I wonder whether or not Professor Freamon would have benefited from dwelling a little more on ISIS than he did, however, in particular because the claims ISIS made were not, from a fiqh perspective, all that outlandish, even in the view of modern courts. ISIS claimed that a denial of the right of a man to take a concubine is a denial of Qur’anic text and in this sense an act of apostasy. An Egyptian appeals court in 1995 likewise declared the liberal and reformist linguistics professor, Nasr Abu Zayd, an apostate who had to be forcibly divorced from his wife because, inter alia, he denied the lawfulness of sex as between a man and female slaves he had purchased for sexual pleasure. Egypt’s highest court of general appeal, the Court of Cassation, confirmed this precise determination, albeit in more cryptic terms. Admittedly, the appeals court indicated that the right of a man to such sex depended on the proper conditions being met. From an ethical standpoint, this hardly seems satisfactory. What it means,   in the end, is that both the Egyptian Court of Cassation and ISIS agree that Muslim men may buy some—but not all—women and enslave them for their sexual pleasure, and that to deny this is to deny Islam. The only dispute, it seems, concerns which women are so purchasable.

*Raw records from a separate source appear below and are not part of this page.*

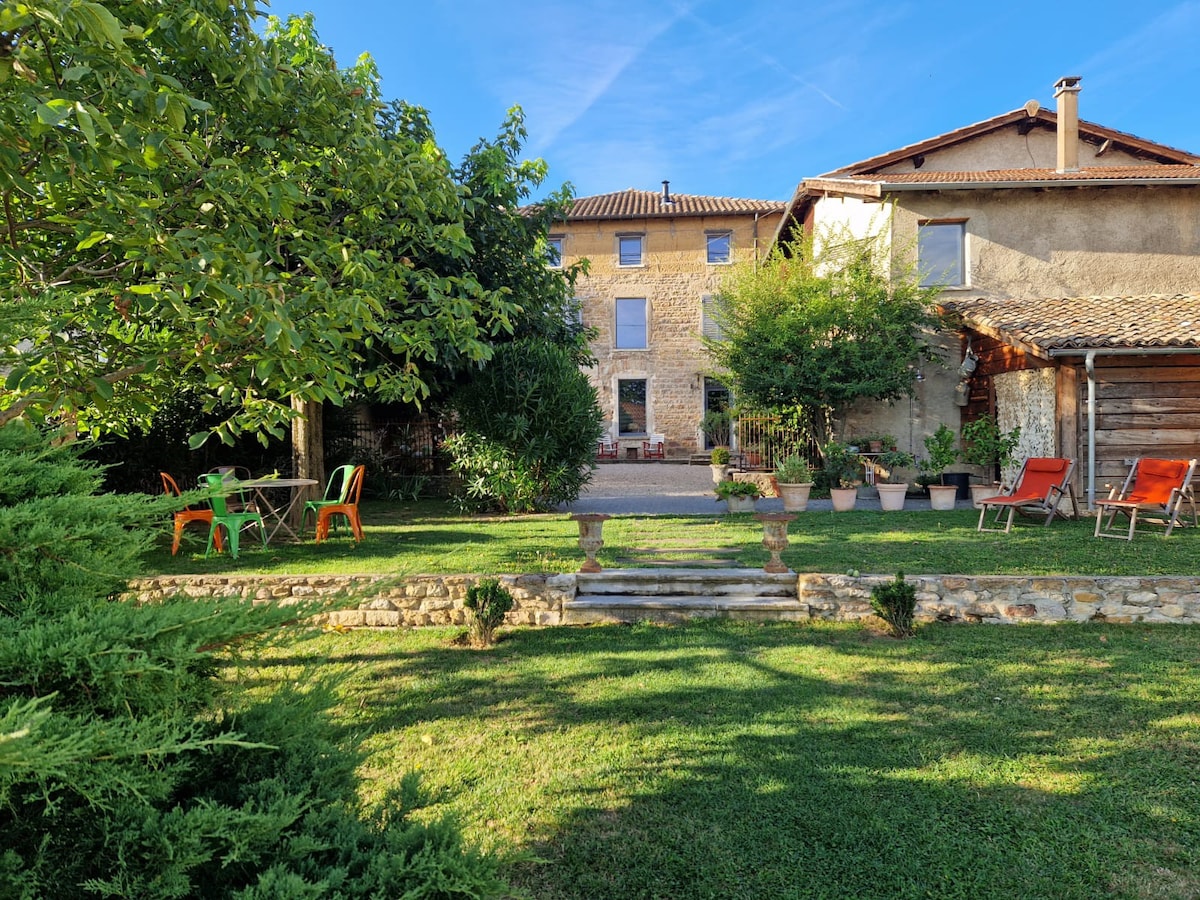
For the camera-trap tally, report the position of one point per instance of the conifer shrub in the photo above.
(487, 601)
(129, 768)
(895, 603)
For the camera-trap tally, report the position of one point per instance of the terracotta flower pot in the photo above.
(795, 496)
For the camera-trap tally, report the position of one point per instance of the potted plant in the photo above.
(941, 454)
(719, 463)
(841, 467)
(738, 496)
(987, 447)
(893, 490)
(793, 483)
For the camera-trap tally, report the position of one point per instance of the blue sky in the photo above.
(747, 99)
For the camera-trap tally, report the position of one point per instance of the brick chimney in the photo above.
(1066, 91)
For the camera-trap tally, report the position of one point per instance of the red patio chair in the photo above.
(1041, 486)
(1158, 487)
(186, 515)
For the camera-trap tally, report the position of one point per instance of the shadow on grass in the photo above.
(729, 761)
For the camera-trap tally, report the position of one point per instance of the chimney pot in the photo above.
(1066, 91)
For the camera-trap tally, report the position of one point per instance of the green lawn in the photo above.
(430, 538)
(719, 760)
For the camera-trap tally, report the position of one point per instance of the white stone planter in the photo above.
(844, 498)
(795, 496)
(941, 497)
(892, 497)
(741, 504)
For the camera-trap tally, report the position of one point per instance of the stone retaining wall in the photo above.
(437, 599)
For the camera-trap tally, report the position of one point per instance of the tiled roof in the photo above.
(1044, 118)
(1084, 323)
(1093, 173)
(648, 204)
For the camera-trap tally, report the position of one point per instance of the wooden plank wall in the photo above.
(1146, 406)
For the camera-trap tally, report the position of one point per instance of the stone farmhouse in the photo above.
(655, 258)
(1069, 256)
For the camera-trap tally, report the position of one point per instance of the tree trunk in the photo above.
(307, 450)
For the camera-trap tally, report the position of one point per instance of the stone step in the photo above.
(687, 581)
(595, 609)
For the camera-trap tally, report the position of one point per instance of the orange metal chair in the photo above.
(1041, 485)
(1158, 487)
(654, 448)
(348, 508)
(186, 515)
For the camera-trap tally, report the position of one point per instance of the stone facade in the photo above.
(1001, 599)
(673, 279)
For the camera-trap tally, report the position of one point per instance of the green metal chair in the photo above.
(233, 522)
(335, 493)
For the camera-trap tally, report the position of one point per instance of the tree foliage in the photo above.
(185, 199)
(819, 325)
(528, 426)
(129, 768)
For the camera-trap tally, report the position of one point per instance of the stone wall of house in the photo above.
(673, 279)
(437, 599)
(1009, 599)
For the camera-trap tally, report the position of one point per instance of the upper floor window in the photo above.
(718, 247)
(941, 253)
(629, 250)
(631, 333)
(709, 325)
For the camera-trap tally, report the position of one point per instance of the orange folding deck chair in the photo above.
(1041, 485)
(1158, 487)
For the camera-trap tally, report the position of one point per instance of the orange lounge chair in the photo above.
(1155, 486)
(348, 508)
(186, 515)
(1041, 485)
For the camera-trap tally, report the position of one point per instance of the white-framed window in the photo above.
(633, 406)
(629, 249)
(631, 324)
(708, 324)
(718, 247)
(941, 253)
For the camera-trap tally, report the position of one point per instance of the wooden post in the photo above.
(307, 450)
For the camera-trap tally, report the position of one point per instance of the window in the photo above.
(708, 324)
(718, 247)
(629, 250)
(940, 253)
(631, 406)
(631, 324)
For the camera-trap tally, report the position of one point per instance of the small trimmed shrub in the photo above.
(487, 603)
(895, 603)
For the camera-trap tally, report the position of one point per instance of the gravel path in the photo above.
(671, 489)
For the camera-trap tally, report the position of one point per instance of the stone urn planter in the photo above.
(892, 497)
(981, 492)
(591, 538)
(844, 498)
(941, 497)
(774, 538)
(795, 497)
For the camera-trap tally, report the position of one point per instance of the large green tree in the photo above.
(820, 324)
(187, 202)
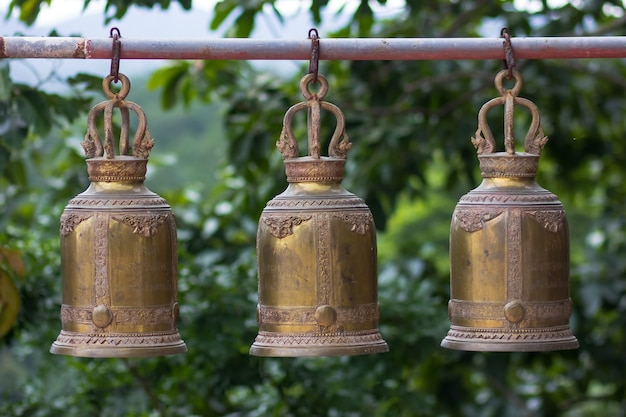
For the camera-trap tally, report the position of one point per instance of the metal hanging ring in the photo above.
(106, 86)
(315, 53)
(115, 54)
(509, 61)
(305, 87)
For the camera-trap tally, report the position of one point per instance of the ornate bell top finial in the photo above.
(102, 162)
(509, 163)
(314, 168)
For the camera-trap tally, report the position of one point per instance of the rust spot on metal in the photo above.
(87, 48)
(3, 52)
(79, 52)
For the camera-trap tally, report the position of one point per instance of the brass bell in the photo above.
(316, 249)
(509, 247)
(118, 249)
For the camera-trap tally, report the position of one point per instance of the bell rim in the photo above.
(118, 352)
(323, 350)
(502, 340)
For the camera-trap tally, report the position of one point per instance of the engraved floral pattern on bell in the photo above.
(316, 251)
(118, 249)
(509, 247)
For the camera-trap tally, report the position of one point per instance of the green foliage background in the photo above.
(412, 159)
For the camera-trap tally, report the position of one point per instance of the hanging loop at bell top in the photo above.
(339, 143)
(115, 54)
(142, 142)
(315, 53)
(509, 55)
(483, 139)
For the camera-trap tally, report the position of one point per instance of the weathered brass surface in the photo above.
(316, 248)
(118, 250)
(509, 248)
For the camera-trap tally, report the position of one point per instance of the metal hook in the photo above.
(115, 54)
(509, 61)
(315, 53)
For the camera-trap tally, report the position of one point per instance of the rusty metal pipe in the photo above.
(330, 49)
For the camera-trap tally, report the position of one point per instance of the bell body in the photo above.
(317, 267)
(509, 263)
(119, 262)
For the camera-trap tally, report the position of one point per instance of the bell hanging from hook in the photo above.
(509, 247)
(316, 250)
(118, 249)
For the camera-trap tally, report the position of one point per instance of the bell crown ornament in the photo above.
(118, 248)
(509, 246)
(316, 250)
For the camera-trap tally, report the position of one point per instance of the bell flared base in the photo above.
(118, 345)
(302, 345)
(504, 340)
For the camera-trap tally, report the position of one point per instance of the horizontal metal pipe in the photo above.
(330, 49)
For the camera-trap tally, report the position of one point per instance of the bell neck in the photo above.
(322, 170)
(119, 170)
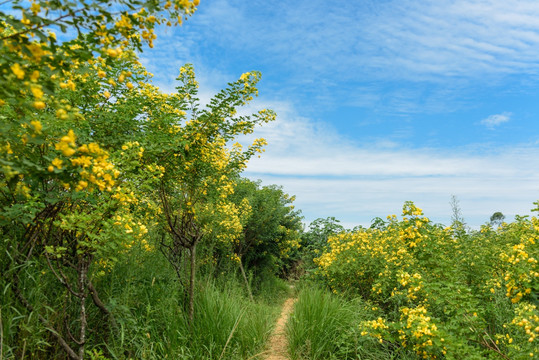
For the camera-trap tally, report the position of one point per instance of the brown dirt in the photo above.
(277, 342)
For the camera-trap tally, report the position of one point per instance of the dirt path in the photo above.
(277, 342)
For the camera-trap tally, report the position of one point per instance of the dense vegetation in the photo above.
(116, 197)
(415, 289)
(127, 230)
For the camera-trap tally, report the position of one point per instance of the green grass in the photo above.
(152, 321)
(326, 326)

Finally, the one area that Freamon does not touch upon at all, and which I think deserves a great deal of attention, is what we might describe the badges and incidents of slavery. Much of the Muslim world contains not only structures and institutions that perpetuate racial hierarchies and subjugate those of African descent, but a great deal of outright and rather shameless racism as well. Nowhere is this truer than in the Arab world. Perhaps the best example of this is the deplorable colloquialism throughout the Arab world describing blacks, including and perhaps especially those whose forebears were brought to the region as slaves from the Zanj, by the term ʿabd, which is Arabic for “slave.” These individuals are not slaves, even under an expanded definition that encompasses guest workers exploited in the Gulf.

And yet, in ways that might seem disturbingly resonant to American audiences, they do not hold high places in government, are not represented in significant numbers in professional classes, are clustered in neighborhoods characterized by extreme poverty and neglect, and those that do reach levels of prominence tend to do so in fields such as sports and entertainment. Intermarriage is unthinkable and a black person appearing at a social club is either a waiter or a driver. These are not merely products of structural inequalities and marginalization. Arab fathers admit quite openly that they would never give their consent to their daughter marrying an (in their words) ʿabd, and any suggestion that a black person be admitted as a member to an exclusive social club is more often met with derision and ridicule than any sort of forthright defense of racist practices. Most dissonantly of all, when there is any suggestion that there should be more attention given to the subject of slavery and racism, the near universal retort is that there is no need, as slavery is long past, and racism is an American problem, not an Arab one. Arabs, I have been told more than once, are predominantly Muslim, and Islam does not see race.

So I think it’s about time to talk, and I thank Professor Freamon for his valuable contribution to the conversation.